This piece in Quartz focusing on research into the implosion of Canadian Telecoms giant Nortel is fascinating. The study, by the Telfer School of Management at the University of Ottawa, seems to be very comprehensive. They interviewed 48% of all the Nortel executives who were in charge of the company from 1997 through to 2009 when it filed for bankcruptcy, and spoke to executives at 53 different companies that were customers of Nortel in that time.
Unsurprisingly perhaps, they found that (inspite of the rapidity of Nortel's decline) failure is a long and complicated process dependent on multiple accumulating factors. But when asked about Nortel's biggest management failure, the study's lead author, Jonathan Calof, said this:
"There were three major factors that caused the failure. When Nortel was a market leader in the ’70s, it developed an arrogant culture, which led to poor financial discipline. Then in the ’90s, it focused so intensely on growth that it broke its ability to innovate and read the market. And after the tech bubble popped, it turned inward and cut costs to the point where it alienated customers."

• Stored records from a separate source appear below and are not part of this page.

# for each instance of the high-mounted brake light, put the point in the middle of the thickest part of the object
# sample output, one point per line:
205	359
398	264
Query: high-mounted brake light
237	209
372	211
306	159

Arrogance, pursuing growth at all costs, innovation inertia. Many of these problems seemingly growing out of a culture that became baked into the company long before it was in trouble, and served to reinforce assumptions that were toxic to the business, and which brought focus away from where it needed to be and created an internally facing company:
“It escalated into hubris to the extent of making it especially difficult to absorb acquisitions, to quickly respond to market needs, and to accept and understand what customers wanted (largely as result of the delusion of ‘we know better’).”
I believe that the potential for rapid disruption that digital has brought to so many markets serves only to amplify the impact of such misaligned corporate culture.